Azure Data Factory using Blob and package located in a Managed Instance

62 views Asked by At

I have an Azure Managed Instance and also deployed an Azure Data Factory V2 for one of our clients.

My doubt right now is about one request from the client regarding execute a package SSIS but one of the steps is about get data from an excel file.

This excel file is located in an on-prem server so I suggested configure Windows Authentication in order to be able to access and get and retrieve that excel file from on-prem server.

But I think would be better and easier change that location and move those excel files in a blob container. For that reason I already linked a new service of Azure Blob in ADF and also created a new 'integration runtimes' but here is my problem:

1º: In this moment I have two integration runtimes, one was created in order to connect and create SSISDB in our managed instance. And the new one was to linked service with AZ Blob. Is this really neccesary? Having two IRT will produce connection problems between AZ Managed Instance and the Blob Container? How will the MI connect and get the excel file from the blob container?

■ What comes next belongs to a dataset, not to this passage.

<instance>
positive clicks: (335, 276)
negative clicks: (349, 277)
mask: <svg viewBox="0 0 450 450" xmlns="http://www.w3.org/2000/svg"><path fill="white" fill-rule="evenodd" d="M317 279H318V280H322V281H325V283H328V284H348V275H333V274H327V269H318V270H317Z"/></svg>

2º: My client have his own package SSIS, they only need change the path of the excel file?

Example:

First version: C/ssis/excelfile.xlsx

Second version: https://StoAcc.blob.core.windows.net/ssis/excelfile.xlsx (example)

The rest of the steps works fine, the error comes only when try to access to excel file. I don't know if I need to do more steps and configuration on Data Factory or Managed Instance. It's my first time mounting an Azure Data Factory and Managed Instance since zero.

Thanks and best regards

Edit:

enter image description here

1

There are 1 answers

0
Alberto Morillo On

About the first question, you need create linked services for the source and the sink (destination), and then use a Visual Studio project to create a pipeline that copies the data from Azure Storage to Azure SQL Managed Instance (MI), and here you will find steps to do it.

Do you need an integration runtime for Azure SQL MI? The answer is yes. The default Integration Runtime (IR) that Azure Data Factory provides does not have support for VNets and thus it can’t be used to connect to SQL MI VNet, which means that it can’t be used to move data in and out of an Azure SQL MI. However, if you install an Self-Hosted Integration Runtime (SHIR) on an Azure VM that has been created on the same subnet of the Azure SQL MI or on Azure VM created on a different VNet that has been peered to the Azure SQL MI Vnet, then ADF can access the Azure SQL Managed Instance. The process is now just the same you follow to create a pipeline or use a Copy Data Tool to load the Excel data into an Azure SQL Database with the exception that when creating the Linked Service that will allow pipelines to connect to Azure SQL or when using the Copy Data Tool you have to specify the newly created runtime.

enter image description here

You also need a linked service to connect to Azure Storage Accounts. The default Azure Data Factory IR can connect to Azure Storage accounts, so the important integration runtime is the SHIR for Azure SQL MI.

The Azure SSIS-Integration Runtime is needed of you would like to continue using the traditional SSIS packages with Azure SQL MI instead of using more the ADF pipelines or Copy Data Tool.